Enseignement professionnel


Le Cnesco et le Centre international d'études pédagogiques (Ciep), ont organisé, en partenariat avec le Laboratoire d’Économie et de Sociologie du Travail (LEST) et le Centre d’études et de recherches sur les qualifications (Céreq), une conférence de comparaisons internationales : Orientation, formations, insertion : quel avenir pour l’enseignement professionnel (mai 2016).

En résumé

Avec quelque 200 certificats d’aptitude professionnelle (CAP) et 100 baccalauréats professionnels, l’enseignement professionnel comprend de nombreuses spécialités aux résultats très hétérogènes.

Si certains secteurs offrent une bonne insertion sur le marché du travail (moteurs et mécanique automobile, énergie, génie climatique, etc.), d’autres concentrent les difficultés. Les spécialités tertiaires dont les effectifs sont les plus importants (commerce, vente, gestion, administration, etc.) présentent les plus mauvais taux d’insertion avec un chômage autour de 30%trois ans après l’obtention du diplôme. Dans ces spécialités, les filles, les jeunes issus de catégories sociales défavorisées et de l’immigration sont surreprésentés. Si de plus en plus de jeunes issus de l’enseignement professionnel poursuivent leurs études dans l’enseignement supérieur, leur réussite y est nettement plus faible que les autres bacheliers.
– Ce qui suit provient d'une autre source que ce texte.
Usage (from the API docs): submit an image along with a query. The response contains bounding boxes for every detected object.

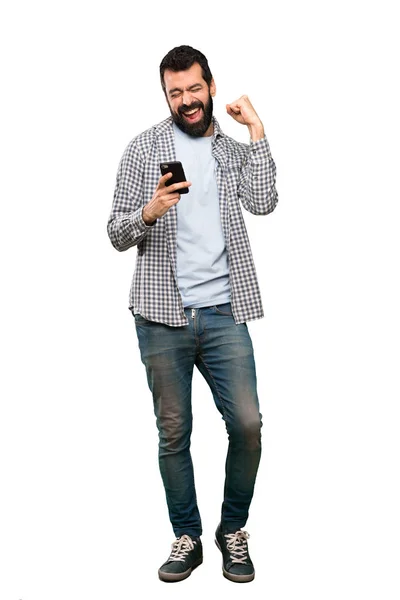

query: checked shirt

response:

Synthèse et préconisations

Chiffres clés

  • Un jeune sur trois scolarisé dans le second cycle de l’enseignement secondaire l’est dans l’enseignement professionnel. 1/4 des élèves de l’enseignement professionnel sont des apprentis.

  • Sept mois après l’obtention d’un diplôme sous statut scolaire, 57 % des titulaires d’un CAP et 46% des bacheliers professionnels sont au chômage.

  • Seuls 59 % des bacheliers professionnels inscrits en section de technicien supérieur (STS) décrochent leur diplôme (BTS), soit 26 points de moins que les bacheliers généraux (85 %).